The PCU will signal that the voltage has been adjusted, and cores will return to full execution speed. When finished, the PCU will return to regular (non-AVX) operating modes 1ms after AVX instructions are completed. Turbo state limiting will decrease timing variability and power.
Some HPC software requires limited thread variability, which gives some cluster designers concerns about turbo power surges. To combat this, some disable turbo. Turbo state limiting uniformly caps the maximum number of turbo states for all cores. This provides a predictable range of thread variability and power risk, while allowing some turbo performance benefit.
Cluster On Die (COD) mode
Cluster on Die (COD) is supported on one-socket and two-socket SKU's with two home agents (10+ cores).
COD reduces coherence traffic and cache-to-cache transfer latencies, and targets NUMA (non-uniform memory access) optimized workloads where latency is more important than sharing caching agents. COD is best used for highly NUMA (non-uniform memory access) optimized workloads.
Each Home agent has ~14KB of cache, which is eight-way, 256 sets, and two-sector wide. It stores eight-bit presence vector tracking caching agent, potentially owning a copy a cache line. Allocation on a cache-to-cache transfer and tracks hit-M, hit-E, and hit-S lines, which are hotly contested cache lines.
The result is lower cache-to-cache transfer latencies, and reduced directory updates and reads of hotly contested lines. Snoop traffic is also reduced by sending directed snoops, rather than broadcasting them.
Virtualization (VT-x) Features
The new VM features lower entry/exit latency, which reduces VMM overhead, and increases overall virtualization performance.
VM control structure (VMCS) shadowing enables efficient nested VMM usages, such as manageability and VM protection. Extended page and table (EPT) access/dirty bits enables efficient live migration, and helps SW managed fault tolerant solutions. Intel Cache Allocation Technology (CAT) is now monitored on a per-VM basis. Utilization data allows VM software to make better decisions on workload scheduling and migration.
Advanced Vector Extensions (AVX) 2.0
Advanced Vector Extensions (AVX), has also been updated to AVX2, which now uses 256-bit floating point SIMD instructions. This will allow you to use up to twice the amount of packed data with a single instruction.
AVX2 increases parallelism and throughput in floating point SIMD calculations, and reduces register load. This can be useful for floating-point intensive calculations in multimedia, scientific, financial applications, image & signal processing, and cryptology workloads.

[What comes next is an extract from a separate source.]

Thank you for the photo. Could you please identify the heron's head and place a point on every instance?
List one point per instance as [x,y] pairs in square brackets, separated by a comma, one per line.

Power Efficiency Improvements
Per-Core P-States (PCPS) allow cores to run at individual frequencies/voltages. Energy efficient turbo mode (EET) monitors stall behavior and increases throughput. Uncore voltage/frequency scaling (USF) in Nehalem would allow cores to turbo up, but uncore would remain at a fixed frequency; Sandy Bridge core and uncore turbo up and down together.
With Haswell-EP, each core and uncore, are now treated independently. Core bound applications can drive frequency higher without needing to increase uncore. LLC/Memory bound applications can drive frequency higher without burning core power.
Intel Cache Monitoring Technology (CMT)
When many VM's are running in a system, the cache can be trashed by what is now called a "noisy neighbor." This VM starts to demand a heavy workload, and has high cache usage. The new demand on the cache starts to degrade performance of VM's running on the same cores/cache. The heavy load of the noisy neighbor starts to degrade the performance of normal acting VMs.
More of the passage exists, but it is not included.